I potted some plants the other day. I pulled on my brand new neon orange gardening gloves, scooped Miracle-Gro into an azure blue pot, and settled some spiky purple blooms around a central plant with trumpetlike white flowers. Promptly forgetting the names of the plants, I have dubbed the spiky purple ones dragonsbane after a plant described in Dealing With Dragons. I haven’t come up with a name for the white ones yet. There’s also an adorable tiny succulent on my windowsill, which I have named Junior after the asparagus from VeggieTales.
I was proud of this attempt at gardening. I was adding life to my home (and the plants seem like they’ll probably survive!). That burst of productivity even extended to vacuuming, cleaning the kitchen, and balancing my budget. It was a good afternoon.
Then the next day I came home from work and didn’t move from my couch for the entire afternoon. Dinner was forgotten. The dishwasher did not get unloaded. Nothing happened except that I sat on the couch, coloring, until Netflix asked, “Are you still watching?” (a message I can’t help but read with a judgey inflection, even if Netflix is truly just concerned for my wellbeing). Even my mindfulness coloring book didn’t seem to help my mood.

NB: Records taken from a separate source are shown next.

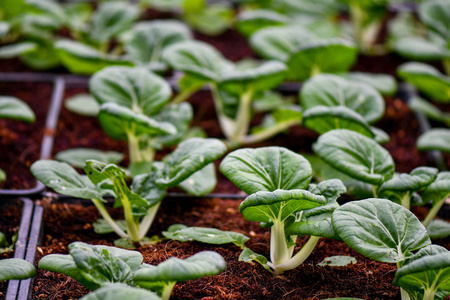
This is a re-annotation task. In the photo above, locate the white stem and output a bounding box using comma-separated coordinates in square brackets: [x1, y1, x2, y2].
[139, 201, 161, 240]
[92, 199, 129, 238]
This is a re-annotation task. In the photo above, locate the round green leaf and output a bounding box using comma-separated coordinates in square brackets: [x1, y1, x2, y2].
[332, 198, 431, 263]
[313, 129, 395, 185]
[133, 251, 226, 287]
[89, 67, 172, 116]
[0, 258, 36, 282]
[157, 138, 227, 187]
[55, 148, 123, 168]
[125, 20, 192, 65]
[303, 106, 375, 138]
[80, 283, 161, 300]
[286, 39, 358, 80]
[239, 190, 327, 223]
[55, 40, 132, 75]
[162, 40, 233, 82]
[220, 147, 312, 195]
[98, 103, 177, 139]
[64, 94, 100, 117]
[393, 245, 450, 299]
[397, 62, 450, 103]
[300, 74, 385, 123]
[416, 128, 450, 153]
[219, 61, 287, 95]
[249, 26, 316, 62]
[30, 160, 102, 199]
[0, 96, 36, 123]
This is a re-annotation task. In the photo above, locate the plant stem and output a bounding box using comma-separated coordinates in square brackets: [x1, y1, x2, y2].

And all I could think about was, “I never do anything anymore. I am so unproductive. I’m going to completely fail this year” – and there I went, slipping and sliding down a Stress Spiral. Basically, when I get into this self-overwhelming mindset, I use my current mood/emotion/situation to build illogically dramatic visions of the future. In this case, it went something like:
I’m not feeling productive today ⇒ I’m falling behind on all the things I wanted to do today. ⇒ I’m going to fall behind on all the things I wanted to accomplish this year. ⇒ I won’t get any writing done. ⇒ I will be a failure at achieving my dream of being an author.

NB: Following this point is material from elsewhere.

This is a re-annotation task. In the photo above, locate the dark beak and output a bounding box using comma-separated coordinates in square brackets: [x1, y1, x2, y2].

Looking at this through a logical lens, of course, the extrapolation falls apart. For one thing, this year is not the only year I have in which to become an author. I have my whole life to do that; this is just some time I happen to have set aside to work toward that specifically. Scaling it back down, the dishwasher could conceivably be unloaded the next day. And a bout of unproductive-ness one day does not mean I’m that way all the time – just the day before, I’d potted plants! I’d budgeted! I’d been an adult! But the funny thing is that on those Good Adulting Days, I never think to myself, “I am always like this.” Those thoughts only come on days when I am not being who I want to be.

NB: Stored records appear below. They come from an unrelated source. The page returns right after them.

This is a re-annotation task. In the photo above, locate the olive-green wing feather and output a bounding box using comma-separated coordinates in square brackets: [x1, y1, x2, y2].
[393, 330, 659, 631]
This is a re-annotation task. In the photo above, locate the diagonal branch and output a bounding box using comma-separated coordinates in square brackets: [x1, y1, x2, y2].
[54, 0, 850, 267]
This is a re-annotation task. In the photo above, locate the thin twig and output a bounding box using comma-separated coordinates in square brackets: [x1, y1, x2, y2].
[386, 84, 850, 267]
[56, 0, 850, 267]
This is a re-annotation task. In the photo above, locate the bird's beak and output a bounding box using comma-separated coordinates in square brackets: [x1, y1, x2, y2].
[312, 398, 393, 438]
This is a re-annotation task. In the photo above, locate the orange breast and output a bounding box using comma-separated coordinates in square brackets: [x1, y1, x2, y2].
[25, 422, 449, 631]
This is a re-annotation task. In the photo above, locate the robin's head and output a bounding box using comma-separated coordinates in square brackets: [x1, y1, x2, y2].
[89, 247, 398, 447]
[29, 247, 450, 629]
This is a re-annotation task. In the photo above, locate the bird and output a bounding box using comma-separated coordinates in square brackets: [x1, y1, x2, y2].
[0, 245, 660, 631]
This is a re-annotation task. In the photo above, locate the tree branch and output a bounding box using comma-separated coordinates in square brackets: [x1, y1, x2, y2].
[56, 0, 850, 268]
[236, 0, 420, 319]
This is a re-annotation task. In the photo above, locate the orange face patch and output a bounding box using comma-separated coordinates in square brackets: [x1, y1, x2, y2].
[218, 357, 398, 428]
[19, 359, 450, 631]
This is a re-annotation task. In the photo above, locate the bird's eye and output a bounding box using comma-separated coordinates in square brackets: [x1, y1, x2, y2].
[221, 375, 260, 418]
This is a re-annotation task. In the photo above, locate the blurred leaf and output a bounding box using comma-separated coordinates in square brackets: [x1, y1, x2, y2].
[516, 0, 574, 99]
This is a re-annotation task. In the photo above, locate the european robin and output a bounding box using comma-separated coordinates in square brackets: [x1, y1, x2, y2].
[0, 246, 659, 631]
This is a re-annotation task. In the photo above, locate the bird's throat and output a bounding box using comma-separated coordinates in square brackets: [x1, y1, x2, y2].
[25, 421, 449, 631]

My favorite counselor once told me, “Emotional states are not personality traits.” It’s a helpful thing to repeat to myself when I’m scrabbling for a toehold in a Stress Spiral (and not just because it rhymes). At some point I developed the habit of mistaking my darker moods for reflections of my Core Self, and as painful and overwhelming as that is, it’s a difficult habit to break. So I journal, because sometimes just identifying the twists and turns of the Spiral helps me unravel it. I talk to the Engineer, whose belief in my abilities is dazzling and unwavering. I text my friends, who tell me I’m putting too much pressure on myself. And I stand at my window and see that Junior seems to be doing just fine. So odds are I’ll be fine too.